Submitted to: Journal of Medical Entomology
Publication Type: Peer Reviewed Journal
Publication Acceptance Date: August 3, 2010
Publication Date: January 10, 2010
Repository URL: http://DOI: 10.1603/ME10021
Citation: Cooperband, M.F., Golden, F.V., Clark, G.G., Jany, W., Allan, S.A. 2010. Prallethrin-induced excitation increases contact between sprayed ultra-low-volume droplets and flying mosquitoes (Diptera: Culicidae) in a wind tunnel. Journal of Medical Entomology. 47(6):1099-1106. Interpretive Summary: Five formulations containing different combinations of the active ingredients of DUETTM insecticide – prallethrin, sumithrin, and piperonyl butoxide (PBO) – were sprayed as ultra-low-volume (ULV) droplets in a wind tunnel. Female Culex quinquefasciatus Say mosquitoes exposed to sublethal amounts of spray were video recorded before, during, and after being sprayed. They were evaluated for movement and mortality, and the number and size of droplets on their bodies were later determined using a compound microscope. A positive correlation was discovered between mosquitoes that spent more time flying during the time of spraying and the number of droplets observed on their bodies. Excitation, in the form of increased speed and duration of flight, was immediate in mosquitoes exposed to prallethrin, whereas excitation in mosquitoes exposed to sumithrin occurred after spraying was terminated, and thus did not increase their exposure to the ULV droplets. The location of droplets on the bodies of mosquitoes, the effects of droplet volume, and mortality are also discussed.
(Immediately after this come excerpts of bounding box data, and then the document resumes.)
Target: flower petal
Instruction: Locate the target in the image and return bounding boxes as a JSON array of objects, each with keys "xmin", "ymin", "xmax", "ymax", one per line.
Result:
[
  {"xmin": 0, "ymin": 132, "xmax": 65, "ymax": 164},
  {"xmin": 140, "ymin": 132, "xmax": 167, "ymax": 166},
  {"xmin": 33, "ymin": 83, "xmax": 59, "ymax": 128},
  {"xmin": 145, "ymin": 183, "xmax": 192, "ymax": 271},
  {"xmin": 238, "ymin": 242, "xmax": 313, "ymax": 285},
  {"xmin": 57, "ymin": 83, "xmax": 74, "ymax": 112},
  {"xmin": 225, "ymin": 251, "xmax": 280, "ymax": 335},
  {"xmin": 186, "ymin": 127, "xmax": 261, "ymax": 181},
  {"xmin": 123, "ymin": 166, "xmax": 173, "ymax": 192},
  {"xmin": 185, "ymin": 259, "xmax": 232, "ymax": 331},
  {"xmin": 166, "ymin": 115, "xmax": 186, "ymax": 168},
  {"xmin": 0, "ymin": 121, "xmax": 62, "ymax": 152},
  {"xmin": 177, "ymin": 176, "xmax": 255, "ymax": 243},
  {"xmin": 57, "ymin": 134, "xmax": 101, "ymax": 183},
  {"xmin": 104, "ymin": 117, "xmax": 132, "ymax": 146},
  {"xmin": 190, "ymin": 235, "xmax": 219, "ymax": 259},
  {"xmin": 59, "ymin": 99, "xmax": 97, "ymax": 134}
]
Technical Abstract: Mosquitoes are important in the United States due to their roles as pestiferous biters and vectors of diseases such as West Nile Virus and Dengue. Conventional applications of pesticides in spray clouds are often limited by their ability to contact and kill mosquitoes that may be resting or hiding in vegetation. A new commercial formulation for mosquito control, Duet™, contains a conventional active ingredient, sumithrin, in conjunction with a second pyrethroid insecticide, prallethrin. In this study conducted by scientists at USDA’s Center for Medical, Agricultural and Veterinary Entomology (CMAVE) in Gainesville (FL), prallethrin was examined for its role as an activator to increase exposure to pesticide and subsequent mortality of resting mosquitoes. Mosquitoes (Culex quinquefasciatus) exposed to prallethrin as droplets increased speed and duration of flight. More droplets were encountered by mosquitoes spending more time in flight resulting in higher mortality. These results suggest that products containing prallethrin can enhance mortality and thus efficacy of conventionally applied mosquito adulticides.